Weiße Socken. Offene Wunden. Pickel. Die verständnislosen Gesichter
und offen stehenden Münder der Idiotie.
Auf dieser Seite war
ein großes Polizeiaufgebot, und es kamen immer mehr hinzu. Richards
war nicht sonderlich überrascht über ihr schnelles Auftauchen und
ihr brutales Vorgehen. Selbst hier, in der absoluten Provinz, war
man mit Schlagstöcken und Schusswaffen rasch zur Hand. Man ließ die
Hunde in ihren Zwingern hungern. Die Armen brechen in die im Herbst
und Winter verriegelten Sommerhütten ein. Die Armen überfallen
Supermärkte in Kinderbanden. Die Armen schmieren bekanntlich
obszöne Sprüche mit Rechtschreibfehlern auf Schaufensterscheiben.
Die Armen haben ständig juckende Arschlöcher, und der Anblick von
Lederpolstern und Chrom und Zweihundert-Dollar-Anzügen und dicken
Bäuchen füllt bekanntlich die Münder der Armen vor Zorn mit Geifer.

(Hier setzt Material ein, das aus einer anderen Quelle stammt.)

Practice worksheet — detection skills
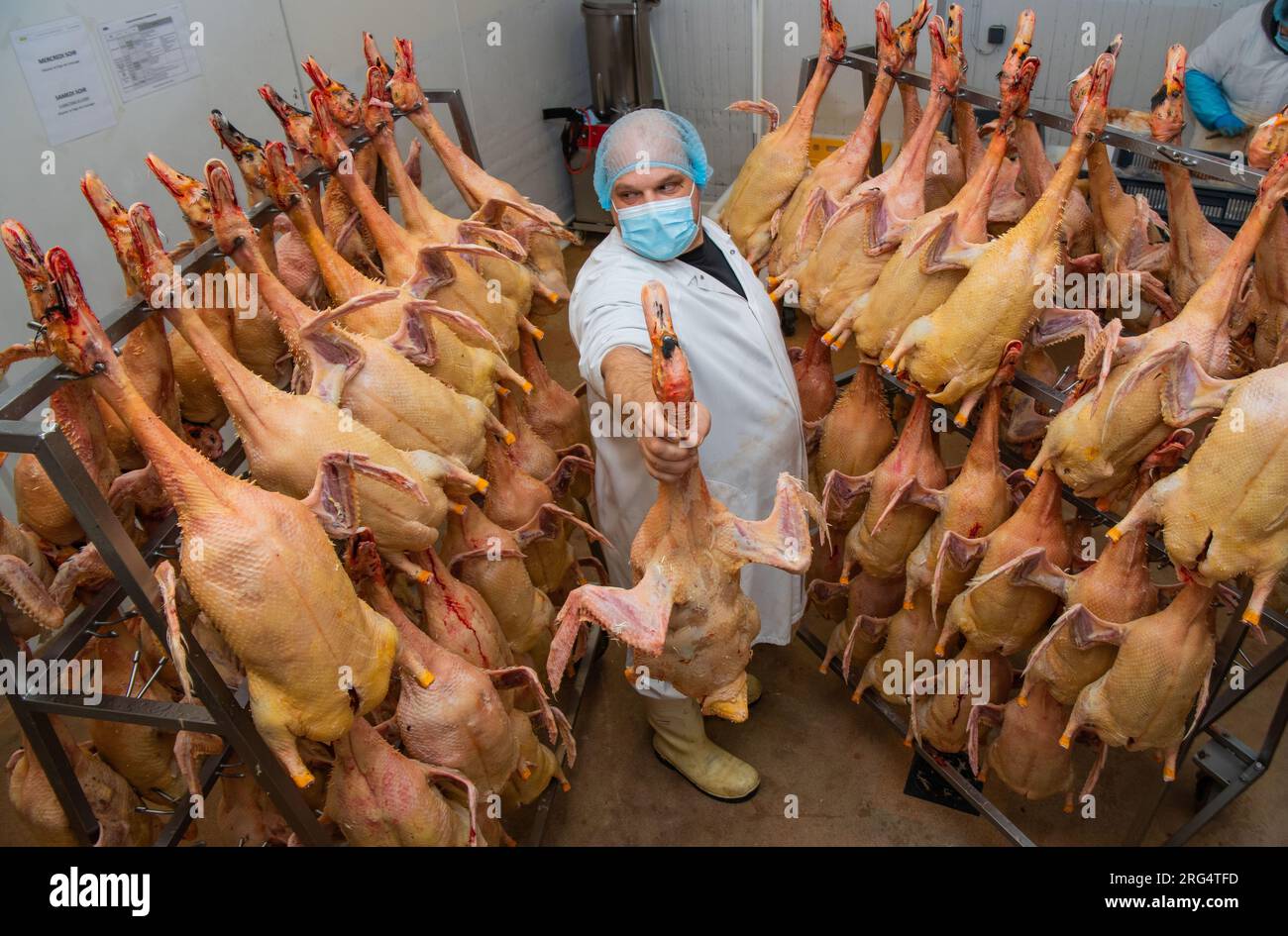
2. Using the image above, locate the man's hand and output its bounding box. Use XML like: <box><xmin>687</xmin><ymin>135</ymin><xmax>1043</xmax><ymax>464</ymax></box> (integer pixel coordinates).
<box><xmin>600</xmin><ymin>348</ymin><xmax>711</xmax><ymax>484</ymax></box>
<box><xmin>640</xmin><ymin>402</ymin><xmax>711</xmax><ymax>484</ymax></box>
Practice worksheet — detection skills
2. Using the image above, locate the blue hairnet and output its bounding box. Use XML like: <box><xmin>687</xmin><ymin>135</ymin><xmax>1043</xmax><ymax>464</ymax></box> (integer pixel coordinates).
<box><xmin>595</xmin><ymin>107</ymin><xmax>711</xmax><ymax>211</ymax></box>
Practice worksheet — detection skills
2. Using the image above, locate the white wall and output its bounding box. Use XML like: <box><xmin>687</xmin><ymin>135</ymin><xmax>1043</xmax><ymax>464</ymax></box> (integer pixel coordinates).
<box><xmin>0</xmin><ymin>0</ymin><xmax>590</xmax><ymax>383</ymax></box>
<box><xmin>652</xmin><ymin>0</ymin><xmax>1262</xmax><ymax>190</ymax></box>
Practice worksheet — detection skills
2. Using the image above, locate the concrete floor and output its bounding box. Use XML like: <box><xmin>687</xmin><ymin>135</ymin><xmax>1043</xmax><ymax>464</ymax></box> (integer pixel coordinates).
<box><xmin>541</xmin><ymin>235</ymin><xmax>1288</xmax><ymax>846</ymax></box>
<box><xmin>0</xmin><ymin>235</ymin><xmax>1288</xmax><ymax>846</ymax></box>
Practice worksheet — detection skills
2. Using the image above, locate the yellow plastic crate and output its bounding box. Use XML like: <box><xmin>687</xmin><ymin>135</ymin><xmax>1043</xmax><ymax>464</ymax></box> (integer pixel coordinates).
<box><xmin>808</xmin><ymin>137</ymin><xmax>890</xmax><ymax>166</ymax></box>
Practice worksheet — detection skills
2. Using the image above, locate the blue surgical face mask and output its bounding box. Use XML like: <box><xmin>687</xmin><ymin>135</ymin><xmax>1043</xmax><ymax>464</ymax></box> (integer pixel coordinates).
<box><xmin>617</xmin><ymin>193</ymin><xmax>698</xmax><ymax>260</ymax></box>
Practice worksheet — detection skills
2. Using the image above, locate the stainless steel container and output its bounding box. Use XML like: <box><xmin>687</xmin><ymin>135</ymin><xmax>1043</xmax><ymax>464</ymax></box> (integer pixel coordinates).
<box><xmin>581</xmin><ymin>0</ymin><xmax>658</xmax><ymax>117</ymax></box>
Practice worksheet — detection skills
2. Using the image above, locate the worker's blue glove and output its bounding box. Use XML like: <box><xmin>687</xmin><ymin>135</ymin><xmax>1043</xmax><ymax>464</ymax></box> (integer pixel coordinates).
<box><xmin>1185</xmin><ymin>68</ymin><xmax>1248</xmax><ymax>137</ymax></box>
<box><xmin>1212</xmin><ymin>113</ymin><xmax>1248</xmax><ymax>137</ymax></box>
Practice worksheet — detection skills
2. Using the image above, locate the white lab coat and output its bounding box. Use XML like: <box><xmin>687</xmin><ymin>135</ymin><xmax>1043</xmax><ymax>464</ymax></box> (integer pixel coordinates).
<box><xmin>1186</xmin><ymin>3</ymin><xmax>1288</xmax><ymax>154</ymax></box>
<box><xmin>568</xmin><ymin>218</ymin><xmax>806</xmax><ymax>695</ymax></box>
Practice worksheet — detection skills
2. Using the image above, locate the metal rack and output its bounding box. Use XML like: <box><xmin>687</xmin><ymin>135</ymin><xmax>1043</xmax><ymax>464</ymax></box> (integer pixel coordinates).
<box><xmin>0</xmin><ymin>89</ymin><xmax>481</xmax><ymax>846</ymax></box>
<box><xmin>799</xmin><ymin>47</ymin><xmax>1288</xmax><ymax>846</ymax></box>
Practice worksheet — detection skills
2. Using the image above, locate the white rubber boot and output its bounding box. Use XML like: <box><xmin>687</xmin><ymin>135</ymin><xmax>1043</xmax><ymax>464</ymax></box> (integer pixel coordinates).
<box><xmin>644</xmin><ymin>699</ymin><xmax>760</xmax><ymax>802</ymax></box>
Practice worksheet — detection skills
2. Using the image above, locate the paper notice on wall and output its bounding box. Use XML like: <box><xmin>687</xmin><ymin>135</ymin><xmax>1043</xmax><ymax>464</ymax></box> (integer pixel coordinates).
<box><xmin>9</xmin><ymin>17</ymin><xmax>116</xmax><ymax>147</ymax></box>
<box><xmin>98</xmin><ymin>4</ymin><xmax>201</xmax><ymax>103</ymax></box>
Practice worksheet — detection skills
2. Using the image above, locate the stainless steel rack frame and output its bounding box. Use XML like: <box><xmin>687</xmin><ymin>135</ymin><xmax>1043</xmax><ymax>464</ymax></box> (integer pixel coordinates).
<box><xmin>0</xmin><ymin>89</ymin><xmax>482</xmax><ymax>846</ymax></box>
<box><xmin>799</xmin><ymin>54</ymin><xmax>1288</xmax><ymax>846</ymax></box>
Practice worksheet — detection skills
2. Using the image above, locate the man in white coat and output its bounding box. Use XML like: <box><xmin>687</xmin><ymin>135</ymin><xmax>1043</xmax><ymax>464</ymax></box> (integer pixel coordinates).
<box><xmin>568</xmin><ymin>109</ymin><xmax>806</xmax><ymax>801</ymax></box>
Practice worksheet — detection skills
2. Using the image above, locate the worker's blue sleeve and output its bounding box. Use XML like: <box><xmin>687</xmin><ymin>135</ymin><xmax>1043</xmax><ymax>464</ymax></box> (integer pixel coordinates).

Und die Armen brauchen ihren Jack Johnson, ihren Muhammad Ali,
ihren Clyde Barrow. Sie standen da und schauten zu.
Hier auf der rechten
Seite, Leute, haben wir die Sommerfrischler, dachte Richards. Fett
und schlampig, aber schwer gepanzert. Auf der linken Seite, mit
einem Kampfgewicht von schlappen sechzig Kilo – aber ein
aggressiver Kämpfer mit einem rollenden Auge, das nicht von Pappe
ist – haben wir die Hungrigen Weißbrote. Sie pflegen die Taktik der
Hungerleider; sie würden Christus persönlich überfallen, um ein
Pfund Salami zu ergattern. Die Polarisierung macht vor dem letzten
Provinznest nicht Halt. Nehmen Sie sich vor diesen Kontrahenten in
Acht. Sie bleiben nicht im Ring; sie neigen dazu, auf den
Zehn-Dollar-Sitzen weiterzukämpfen. Können wir einen Sündenbock für
beide Parteien finden?
Langsam, mit fünfzig
Sachen, fuhr Ben Richards zwischen ihnen hindurch.